Now, thirty five years, two wives and fourteen children later, that same feather lives on the mantelshelf in Don Miguel's house. He thinks of it as his good luck talisman (after all, both of his wives have been quite exceptional women). It lives in the same wineglass.

Sometimes he takes the feather out of the glass and lays it on the mantelshelf. But the moment he goes out of the room the feather returns to the glass. Don Miguel has tried peeping through the crack in the door in an effort to see the feather perform this magic trick. But it is as though the feather knows he is watching it and even after all these years Don Miguel has never seen the feather move.

He keeps the glass topped up with good red wine and has persuaded himself that that is why the feather stays with him. He hopes it will stay with him throughout his life now, for it brings him good fortune, even though it costs him a small fortune in wine.

16 comments:

Rachel Fox said...

I like it. Simple but effective. You could probably even call it a prose poem if you wanted... though it makes no difference to what it is!
x

mumasu said...

I really like this. I started following you just before Christmas and one of the first pieces I read was of the old lady knitting on the landing at the hotel. This has the same sort of vibe, to the point and just making you think without being way out there and wacky. Believable. :)

Heather said...

A mysterious and delightful fantasy Pat. I really enjoyed it.

Bovey Belle said...

Love the mystery, and how the feather answers to the call of the wineglass . . . That makes two of us then!

Gwil W said...

What a nice little tale. It has all the ingredients. It's almost a Roald Dahl.

Gwil W said...

..and as mumasu says: believable.

Rachel said...

Well it's different!

The Bug said...

I like it! Can I have such a feather please? I don't drink wine so it can have my share :)

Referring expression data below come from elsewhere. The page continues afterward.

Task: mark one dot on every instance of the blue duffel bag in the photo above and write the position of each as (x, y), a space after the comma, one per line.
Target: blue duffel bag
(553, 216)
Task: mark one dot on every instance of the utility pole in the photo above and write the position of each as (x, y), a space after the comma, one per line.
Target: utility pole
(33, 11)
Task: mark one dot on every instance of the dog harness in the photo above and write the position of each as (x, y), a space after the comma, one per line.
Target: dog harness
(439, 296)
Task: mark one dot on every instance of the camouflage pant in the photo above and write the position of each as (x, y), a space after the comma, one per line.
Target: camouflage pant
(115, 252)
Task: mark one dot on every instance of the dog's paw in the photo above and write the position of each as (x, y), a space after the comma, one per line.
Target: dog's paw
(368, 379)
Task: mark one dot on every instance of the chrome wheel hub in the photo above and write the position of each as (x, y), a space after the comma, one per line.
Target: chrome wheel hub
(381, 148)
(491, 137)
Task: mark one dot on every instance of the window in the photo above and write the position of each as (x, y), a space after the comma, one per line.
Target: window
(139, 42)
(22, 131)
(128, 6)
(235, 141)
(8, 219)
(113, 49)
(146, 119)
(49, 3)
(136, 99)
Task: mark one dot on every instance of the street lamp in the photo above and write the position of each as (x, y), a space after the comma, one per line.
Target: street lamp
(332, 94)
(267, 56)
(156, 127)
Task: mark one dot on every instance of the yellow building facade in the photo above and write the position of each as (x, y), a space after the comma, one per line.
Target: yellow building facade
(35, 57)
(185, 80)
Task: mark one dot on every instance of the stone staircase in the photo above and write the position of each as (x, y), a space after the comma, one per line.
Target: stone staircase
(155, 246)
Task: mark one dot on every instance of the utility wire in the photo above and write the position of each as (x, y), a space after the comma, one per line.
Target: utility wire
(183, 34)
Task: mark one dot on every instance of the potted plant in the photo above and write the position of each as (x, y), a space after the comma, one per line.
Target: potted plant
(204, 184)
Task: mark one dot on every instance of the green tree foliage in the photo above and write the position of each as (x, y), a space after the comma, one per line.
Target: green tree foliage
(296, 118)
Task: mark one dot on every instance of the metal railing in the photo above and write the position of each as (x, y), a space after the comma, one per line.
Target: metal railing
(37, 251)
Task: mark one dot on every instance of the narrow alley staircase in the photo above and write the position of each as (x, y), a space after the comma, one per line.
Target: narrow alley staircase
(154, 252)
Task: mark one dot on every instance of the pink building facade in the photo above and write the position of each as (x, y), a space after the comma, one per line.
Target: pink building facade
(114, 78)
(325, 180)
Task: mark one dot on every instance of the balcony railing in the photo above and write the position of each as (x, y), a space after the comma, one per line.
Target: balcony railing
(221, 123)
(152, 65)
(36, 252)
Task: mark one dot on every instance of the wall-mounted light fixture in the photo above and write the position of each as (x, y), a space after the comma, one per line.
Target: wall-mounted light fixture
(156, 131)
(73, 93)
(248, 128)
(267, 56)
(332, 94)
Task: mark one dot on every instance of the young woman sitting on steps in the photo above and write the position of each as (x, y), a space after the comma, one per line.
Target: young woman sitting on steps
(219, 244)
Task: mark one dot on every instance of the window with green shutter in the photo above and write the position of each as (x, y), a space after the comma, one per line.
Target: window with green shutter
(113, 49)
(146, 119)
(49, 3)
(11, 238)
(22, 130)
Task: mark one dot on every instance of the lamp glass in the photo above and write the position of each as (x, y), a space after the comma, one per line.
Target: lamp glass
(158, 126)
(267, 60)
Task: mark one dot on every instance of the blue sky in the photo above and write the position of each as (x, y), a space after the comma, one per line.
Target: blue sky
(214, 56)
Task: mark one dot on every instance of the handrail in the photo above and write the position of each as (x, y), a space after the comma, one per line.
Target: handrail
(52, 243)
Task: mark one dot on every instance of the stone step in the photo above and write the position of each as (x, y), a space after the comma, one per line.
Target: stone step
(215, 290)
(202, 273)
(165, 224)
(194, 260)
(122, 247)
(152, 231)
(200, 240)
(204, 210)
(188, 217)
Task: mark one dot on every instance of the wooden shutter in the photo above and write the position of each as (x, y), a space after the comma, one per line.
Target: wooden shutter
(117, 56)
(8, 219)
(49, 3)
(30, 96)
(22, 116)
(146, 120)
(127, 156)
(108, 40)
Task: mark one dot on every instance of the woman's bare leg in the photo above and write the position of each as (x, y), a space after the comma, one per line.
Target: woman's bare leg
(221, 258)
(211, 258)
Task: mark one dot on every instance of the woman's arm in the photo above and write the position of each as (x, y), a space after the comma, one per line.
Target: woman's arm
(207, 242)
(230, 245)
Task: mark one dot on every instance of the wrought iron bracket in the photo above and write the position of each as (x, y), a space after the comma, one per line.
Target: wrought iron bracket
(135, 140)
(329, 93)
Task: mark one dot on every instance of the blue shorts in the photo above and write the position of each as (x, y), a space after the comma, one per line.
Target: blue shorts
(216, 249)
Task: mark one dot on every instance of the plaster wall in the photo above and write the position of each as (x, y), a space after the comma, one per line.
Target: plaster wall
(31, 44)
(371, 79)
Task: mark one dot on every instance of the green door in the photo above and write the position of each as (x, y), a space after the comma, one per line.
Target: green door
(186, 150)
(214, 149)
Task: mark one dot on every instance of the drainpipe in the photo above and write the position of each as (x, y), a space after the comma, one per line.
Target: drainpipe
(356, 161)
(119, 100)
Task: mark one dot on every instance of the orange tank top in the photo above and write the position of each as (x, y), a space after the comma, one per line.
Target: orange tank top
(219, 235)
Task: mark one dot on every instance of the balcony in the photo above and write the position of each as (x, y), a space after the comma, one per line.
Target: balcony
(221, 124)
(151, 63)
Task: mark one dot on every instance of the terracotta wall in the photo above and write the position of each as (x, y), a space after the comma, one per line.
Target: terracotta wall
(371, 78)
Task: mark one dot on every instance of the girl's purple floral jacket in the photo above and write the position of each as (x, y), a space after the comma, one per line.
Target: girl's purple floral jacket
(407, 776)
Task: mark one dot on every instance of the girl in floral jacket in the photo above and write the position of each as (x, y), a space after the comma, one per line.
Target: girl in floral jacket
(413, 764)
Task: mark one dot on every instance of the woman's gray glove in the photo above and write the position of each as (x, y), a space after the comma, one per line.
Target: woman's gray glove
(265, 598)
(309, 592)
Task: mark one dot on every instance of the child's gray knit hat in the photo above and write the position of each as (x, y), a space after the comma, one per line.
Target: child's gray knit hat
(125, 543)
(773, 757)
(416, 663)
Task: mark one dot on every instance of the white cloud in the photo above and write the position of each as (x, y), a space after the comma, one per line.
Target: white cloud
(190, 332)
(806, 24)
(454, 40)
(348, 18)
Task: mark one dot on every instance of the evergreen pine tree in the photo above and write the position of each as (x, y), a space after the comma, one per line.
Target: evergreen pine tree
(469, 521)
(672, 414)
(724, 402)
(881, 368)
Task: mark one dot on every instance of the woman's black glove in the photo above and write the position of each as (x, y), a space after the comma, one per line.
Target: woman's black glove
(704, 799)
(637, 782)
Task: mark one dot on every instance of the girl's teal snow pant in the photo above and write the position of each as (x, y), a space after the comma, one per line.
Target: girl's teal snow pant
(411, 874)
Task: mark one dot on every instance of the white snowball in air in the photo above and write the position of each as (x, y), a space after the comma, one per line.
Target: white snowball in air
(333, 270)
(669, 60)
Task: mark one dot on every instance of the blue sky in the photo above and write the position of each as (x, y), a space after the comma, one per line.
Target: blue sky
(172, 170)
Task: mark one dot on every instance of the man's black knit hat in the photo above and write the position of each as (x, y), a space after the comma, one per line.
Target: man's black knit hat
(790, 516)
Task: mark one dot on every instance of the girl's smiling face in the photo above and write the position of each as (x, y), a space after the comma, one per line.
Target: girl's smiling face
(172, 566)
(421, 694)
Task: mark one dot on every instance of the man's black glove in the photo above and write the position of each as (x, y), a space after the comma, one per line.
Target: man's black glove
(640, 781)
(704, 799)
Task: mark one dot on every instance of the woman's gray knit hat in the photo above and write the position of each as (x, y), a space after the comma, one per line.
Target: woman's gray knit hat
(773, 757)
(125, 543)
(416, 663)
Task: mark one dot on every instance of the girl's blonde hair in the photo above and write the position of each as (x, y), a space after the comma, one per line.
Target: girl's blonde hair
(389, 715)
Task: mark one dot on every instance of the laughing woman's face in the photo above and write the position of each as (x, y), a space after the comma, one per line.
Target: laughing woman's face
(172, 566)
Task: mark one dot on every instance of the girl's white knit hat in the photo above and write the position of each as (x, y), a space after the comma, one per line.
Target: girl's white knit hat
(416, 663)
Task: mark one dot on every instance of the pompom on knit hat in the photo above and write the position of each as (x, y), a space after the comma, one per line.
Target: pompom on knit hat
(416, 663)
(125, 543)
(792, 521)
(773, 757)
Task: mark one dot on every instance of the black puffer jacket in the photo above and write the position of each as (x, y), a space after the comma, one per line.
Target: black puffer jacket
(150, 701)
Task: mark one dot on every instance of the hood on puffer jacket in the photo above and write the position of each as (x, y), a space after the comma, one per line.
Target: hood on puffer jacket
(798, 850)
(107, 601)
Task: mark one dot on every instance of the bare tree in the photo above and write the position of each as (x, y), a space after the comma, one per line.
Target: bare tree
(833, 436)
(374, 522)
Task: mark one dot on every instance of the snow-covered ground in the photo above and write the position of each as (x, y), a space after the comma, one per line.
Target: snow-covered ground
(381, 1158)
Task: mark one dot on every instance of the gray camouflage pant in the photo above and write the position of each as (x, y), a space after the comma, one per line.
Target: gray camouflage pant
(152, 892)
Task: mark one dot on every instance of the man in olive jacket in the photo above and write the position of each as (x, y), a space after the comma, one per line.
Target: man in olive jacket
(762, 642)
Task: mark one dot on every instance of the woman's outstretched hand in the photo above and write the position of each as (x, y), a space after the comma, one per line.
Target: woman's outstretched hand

The Solitary Walker said...

I think this is very good indeed, Pat. Really liked it.

The Weaver of Grass said...

Glad you like it - shall probably alter it a bit more in the next few weeks.
Mumasu - is there a way of getting on to your blog? I would like to leave you a comment but can't find a way in.

Eryl said...

Interesting idea, a wine guzzling feather, and I would like to know more about the relationship between it and the man who feeds it. Why does he want to keep it? I'd like to see a little bit of the time between the two periods, a little action, perhaps, or interaction between the feather and the man.

Pam said...

I like it! Short, quirky.. especially liked "after all his wives were quite exceptional women", nice touch I thought. I wouldn't change anything about it!
What I liked most was its brevity, structure, and the imagery it conjured up. It was very entertaining!

Crafty Green Poet said...

I like this a lot, it reminds me of the magical realism of Isabel Allende (I'm rereading House of the Spirits at the moment)

The Weaver of Grass said...

Thanks for the comments. Interesting that some of you would like to see it extended a bit - the trouble is that it has to be a short piece for the group exercise. Also I do think it is nice when reading a piece to be able to speculate on what you think might have happened in those intervening years etc.

Golden West said...

I love that he attributes his good luck in wives to the feather!

MorningAJ said...

Neatly wrapped up story. And I like the idea of the feather - because it's not a motif that's been overused.